Jangan tanya kapan Rain lulus. Ia masih punya banyak hutang mata kuliah yang belum diambilnya. Beda dengan Farras yang akan wisuda nanti. "Kakak bawa sup buah nih, Taaa!" tutur Rain lantas terkekeh saat Tata melompat ke arahnya.

Keduanya berjalan masuk ke dalam rumah. Rain langsung menaruh sup buah di atas meja. "Ayah belum pulang, buk?"

Caca menghela nafas. Ia muncul sambil membawa satu keranjang pakaian yang baru kering dari pintu belakang. "Katanya lagi ada masalah di kantor."

Oooh. Rain mengangguk-angguk saja. Ia melepas tasnya kemudian hendak berjalan ke kamar. Tata mengikuti langkahnya itu. Sejak kecil, Tata memang selalu mengikutinya. Walau kadang suka bertanya tentang Fasha meskipun tak begitu dekat.

"Hari ini ujian terakhir kan, Rain?"

"Iya buuk!"

"Gak mau ke Bandung?"

Rain nongol lagi dari balik pintu. "Ngapain, buk? Liburan? Eeh tapi kan oma masih di rumah sakit."

"Lihat kakakmu. Kasihan dia. Puasa sendirian di sana." Tutur Caca. "Oma udah banyak yang jagain."

Rain mengangguk-angguk. "Rain sih ikut aja," tuturnya lantas segera menutup pintu. "Tata ih! Jangan berantakin tas kak Rain!" teriaknya kemudian saat melihat Tata sedang mencari harta karun di dalam tasnya. Kadang Tata menemukan banyak coklat atau permen tapi sudah beberapa hari ini tidak ada. Kan puasa, Taaaaa!

😆😆😆

"Duluan aja," tutur Fasha pada sekretarisnya. Sekretarisnya itu mengangguk.

Ia melanjutkan lagi pekerjaannya tanpa melirik jam yang sudah menunjukan pukul setengah enam sore.
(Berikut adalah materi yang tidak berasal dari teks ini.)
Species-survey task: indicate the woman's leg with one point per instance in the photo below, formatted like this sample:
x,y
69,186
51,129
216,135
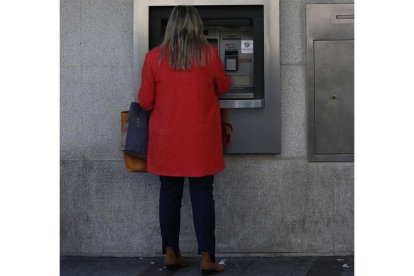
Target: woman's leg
x,y
201,191
171,193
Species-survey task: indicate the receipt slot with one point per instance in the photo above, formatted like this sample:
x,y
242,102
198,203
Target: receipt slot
x,y
246,34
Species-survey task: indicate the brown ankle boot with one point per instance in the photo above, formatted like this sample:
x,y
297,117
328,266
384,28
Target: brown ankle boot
x,y
207,266
171,261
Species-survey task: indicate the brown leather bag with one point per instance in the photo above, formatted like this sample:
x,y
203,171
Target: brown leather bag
x,y
133,163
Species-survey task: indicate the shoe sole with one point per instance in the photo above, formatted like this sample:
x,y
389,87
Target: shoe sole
x,y
209,271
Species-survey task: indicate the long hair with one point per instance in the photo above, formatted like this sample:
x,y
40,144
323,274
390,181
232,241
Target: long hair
x,y
184,38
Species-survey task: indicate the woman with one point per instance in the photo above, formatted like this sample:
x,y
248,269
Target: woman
x,y
181,82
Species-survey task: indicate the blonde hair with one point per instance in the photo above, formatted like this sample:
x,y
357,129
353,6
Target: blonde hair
x,y
184,38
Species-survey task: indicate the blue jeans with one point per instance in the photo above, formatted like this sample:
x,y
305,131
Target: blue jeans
x,y
202,201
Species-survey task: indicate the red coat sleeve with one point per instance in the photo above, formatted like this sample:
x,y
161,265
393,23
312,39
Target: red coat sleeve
x,y
146,94
221,79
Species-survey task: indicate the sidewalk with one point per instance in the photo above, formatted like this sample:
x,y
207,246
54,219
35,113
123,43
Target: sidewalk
x,y
148,266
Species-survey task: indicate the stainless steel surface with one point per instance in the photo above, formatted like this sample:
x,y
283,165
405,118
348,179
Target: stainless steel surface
x,y
256,130
330,81
334,97
242,103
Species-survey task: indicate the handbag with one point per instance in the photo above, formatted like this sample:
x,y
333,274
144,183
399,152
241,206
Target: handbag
x,y
134,137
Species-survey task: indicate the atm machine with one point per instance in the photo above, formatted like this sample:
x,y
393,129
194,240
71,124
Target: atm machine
x,y
247,36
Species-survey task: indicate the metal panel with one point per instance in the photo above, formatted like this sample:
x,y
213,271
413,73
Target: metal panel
x,y
256,122
334,97
330,81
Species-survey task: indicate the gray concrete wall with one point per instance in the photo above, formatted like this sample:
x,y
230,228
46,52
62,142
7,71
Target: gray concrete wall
x,y
278,204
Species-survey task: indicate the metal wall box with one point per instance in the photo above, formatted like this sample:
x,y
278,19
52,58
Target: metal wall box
x,y
255,116
330,81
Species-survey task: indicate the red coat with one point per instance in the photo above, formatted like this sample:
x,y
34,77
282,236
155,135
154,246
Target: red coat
x,y
185,122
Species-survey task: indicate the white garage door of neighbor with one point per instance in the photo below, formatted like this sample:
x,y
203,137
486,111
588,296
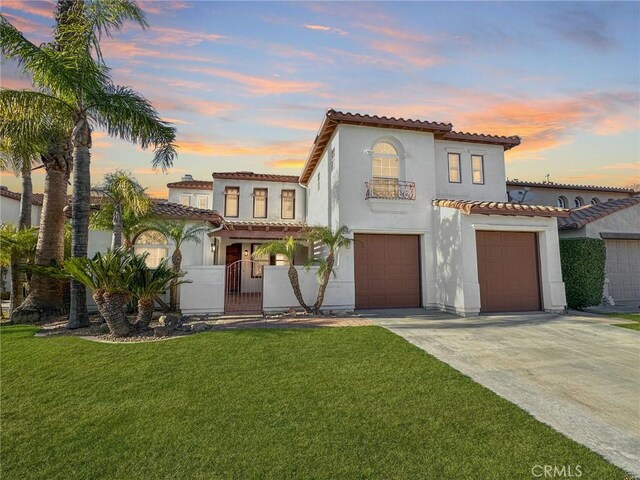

Ia baru sadar saat bedug bergema tanda buka puasa. Ia menghela nafas, kemudian berjalan menuju dispenser dan mengambil air dari sana. Usai membaca doa berbuka puasa, ia meneguk airnya dengan cepat.

Ia mematikan laptopnya usai solat magrib lalu berjalan meninggalkan ruangannya setelah mematikan lampu ruangan. Tiba di parkiran, ia segera masuk ke dalam mobil dan mengendarainya meninggalkan gedung kecil kantornya yang berada di jejeran ruko di Bandung.

Ia berhenti sebentar di restoran cepat saji. Memesan makanan dan membayarnya kemudian balik lagi ke mobilnya. Lalu ia kendarai menuju apartemennya.

Sudah hampir dua bulan ia tinggal di apartemen ini. Ia memilih tinggal di Bandung bukan lagi di Jakarta. Hanya agar jauh dari kenangan kecil yang selalu hinggap. Yang Fasha ingat tiap ramadhan saat ia kecil dulu adalah selalu ada Adit yang akan memanggilnya untuk pergi tarawih bersama. Tapi sudah sejak bertahun-tahun silam lelaki itu tak pernah lagi melakukannya. Bahkan tak saling sapa. Sekarang hubungan mereka malah lebih buruk dari sebelumnya.

Fasha masih marah pada Adit karena semudah itu Adit berpaling. Ia juga marah pada sikap Dina yang seramah itu pada Adit. Kadang Fasha bertanya-tanya apa yang membuat Dina begitu menarik dimata Adit. Dina tak lebih dari perempuan yang kadang tak punya sopan santun. Kadang suka kentut sembarangan. Suka teriak-teriak. Suka memperlakukan Ardan semaunya. Mem-bully semaunya. Apa coba yang dilihat Adit dari Dina?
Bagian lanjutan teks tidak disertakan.